A portmanteau is a combination of two (or more) words or morphemes, and their definitions, into one new word. A portmanteau word generally combines both sounds and meanings, as in smog, coined by blending smoke and fog. More generally, it may refer to any term or phrase that combines two or more meanings, for instance, the term “wurly” when describing hair that is both wavy and curly.

The word “portmanteau” was first used in this context by Lewis Carroll in the book Through the Looking-Glass (1871), in which Humpty Dumpty explains to Alice the coinage of the unusual words in Jabberwocky, where “slithy” means “lithe and slimy” and “mimsy” is “flimsy and miserable”. Humpty Dumpty explains the practice of combining words in various ways by telling Alice,

‘You see it’s like a portmanteau—there are two meanings packed up into one word.’

My single word blend malaphors are unconscious blends of words to make an unintentional new word. The word sounds or looks correct at first blush, but then on closer examination is incorrect. Examples include “Buckminster Palace” (Buckingham and Westminster, and/or possibly Buckminster Fuller) “split-minute decision” (split second and last minute), and the one submitted today, lifesend.

A big thank you to Ann Hodges Lynn for spotting this one and sending it in!
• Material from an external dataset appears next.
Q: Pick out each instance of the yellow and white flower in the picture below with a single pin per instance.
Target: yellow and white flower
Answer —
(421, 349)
This is the first step in the water

Salt Lake City mayor Erin Mendenhall was describing the reopening of the public libraries and uttered this nice malaphor. It is a conflation of “the first step” (first in a series of actions), “the first step is always the hardest” (starting is the most difficult part of any task) and “dip a toe in the water” (to tentatively begin a new experience). Steps and toes go together and so does this nice mashup. A big thanks to Kathy Shand for hearing this one and sending it in!
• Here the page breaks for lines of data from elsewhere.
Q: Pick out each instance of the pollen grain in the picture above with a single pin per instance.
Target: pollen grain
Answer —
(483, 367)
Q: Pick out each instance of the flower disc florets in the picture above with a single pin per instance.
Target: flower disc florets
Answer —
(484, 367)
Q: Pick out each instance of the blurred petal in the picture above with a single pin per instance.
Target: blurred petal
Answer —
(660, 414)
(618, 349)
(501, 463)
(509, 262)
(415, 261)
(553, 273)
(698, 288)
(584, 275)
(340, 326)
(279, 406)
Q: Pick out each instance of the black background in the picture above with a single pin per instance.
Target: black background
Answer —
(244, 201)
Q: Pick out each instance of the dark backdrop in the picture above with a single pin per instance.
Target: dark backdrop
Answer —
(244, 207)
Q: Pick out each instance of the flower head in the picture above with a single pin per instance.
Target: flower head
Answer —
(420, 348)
They should not lose their eye on the ball

On Morning Joe, Chief Medical Correspondent Dr. Dave Campbell was discussing vaccine development and warning vaccine developers that “they should not lose their eye on the ball”. This is a congruent conflation of “don’t lose sight (of something)” and “keep your eye on the ball”, both meaning to focus/concentrate on something. “Sight” and “eye” are related which may have contributed to this great mashup. Atip of the hat to Donna Calvert for hearing this one and sending it on!


I don’t want to step over anyone’s toes

This is a very nice mashup of “don’t step on (someone’s) toes” (don’t offend someone in interfering with their responsibilities) and “go over (someone’s) head” (to speak to one’s superior rather than talking directly). Both involve avoiding confrontation, making it a perfectly formed malaphor. A big thanks to Connie Dykema Fields for unintentionally uttering this one and sending it in!